In the right side of the garden, I have mirroring sections, though the back three beds are not permanent but a part of the 4 part rotation. The center back is the dwarf "Tom Thumb" popcorn that Sam and I planted, and in front of that is the mirror herb garden with cilantro in the back, then dill, then two rows of chives that I just planted because the first batch didn't take. In the front left bed are carrots and beans (the only beans that didn't get eaten to the ground), and behind them to the right are lettuces and peppers with broccolli. In the farthest beds are onions, paste tomatoes, bunny bashed beans and a basil bed that's just recently seeded.

The perimeter of the garden has the several fruit trees that aren't in the yard-scaping somewhere and these are the garden beds with hardwood mulch in the picture. The back has apples ("Liberty," "Enterprise," and "William's Pride") and pears ("Seckel," "Magness" and "Potomac"). The left side has 20 blackberry plants: 7 "Apache," 8 "Arapaho," 5 "Triplecrown." The right side has 20 raspberry plants: 5 "Nova," 5 "Killarney," 5 "Caroline" and 5 "Jewel" black raspberries. The front of the garden showcases 6 table grape vines: 3 "Mars" and 3 "Canadice." In our yard, we've planted a "Stella" sweet cherry, a "Hardy Chicago" fig, a peach tree, and a "Stanley" plum tree, along with 7 blueberry bushes ("Bluecrop," "Jersey Blue," and I can't remember the others) .

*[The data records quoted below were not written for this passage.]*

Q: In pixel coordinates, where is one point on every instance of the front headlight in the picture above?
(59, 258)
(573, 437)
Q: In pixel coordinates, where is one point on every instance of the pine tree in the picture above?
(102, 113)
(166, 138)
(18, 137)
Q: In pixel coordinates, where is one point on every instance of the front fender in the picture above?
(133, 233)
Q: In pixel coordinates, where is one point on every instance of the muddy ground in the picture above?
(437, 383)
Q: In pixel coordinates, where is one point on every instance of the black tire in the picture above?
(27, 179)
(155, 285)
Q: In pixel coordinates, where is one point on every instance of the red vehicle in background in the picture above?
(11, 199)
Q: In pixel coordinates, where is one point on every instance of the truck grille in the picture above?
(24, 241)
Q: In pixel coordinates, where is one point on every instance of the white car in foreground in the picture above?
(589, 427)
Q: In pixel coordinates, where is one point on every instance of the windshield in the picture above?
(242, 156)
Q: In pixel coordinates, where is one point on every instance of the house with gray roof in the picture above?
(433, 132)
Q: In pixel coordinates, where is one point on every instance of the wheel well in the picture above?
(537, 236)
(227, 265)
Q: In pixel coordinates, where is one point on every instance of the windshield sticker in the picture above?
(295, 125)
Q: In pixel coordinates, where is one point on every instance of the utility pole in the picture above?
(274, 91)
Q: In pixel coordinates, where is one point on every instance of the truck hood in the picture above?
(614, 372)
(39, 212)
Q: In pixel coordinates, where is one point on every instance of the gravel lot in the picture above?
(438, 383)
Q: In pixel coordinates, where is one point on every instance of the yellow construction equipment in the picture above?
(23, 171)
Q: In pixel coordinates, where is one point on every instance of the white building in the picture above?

We also have other crops planted elsewhere on the property. I have a melon/ squash bed in a hollow of one of the pastures, hoping to maximize water. There I have acorn and butternut squash, watermelon and two kinds of cantaloupes. In Jim's fields, we have two kinds of sweet corn--bicolor and white--and a full size popcorn. He also planted "Yukon Gold" and "Red Nordland" potatoes and two kinds of pumpkins--a jack o'lantern and pie pumpkin for me.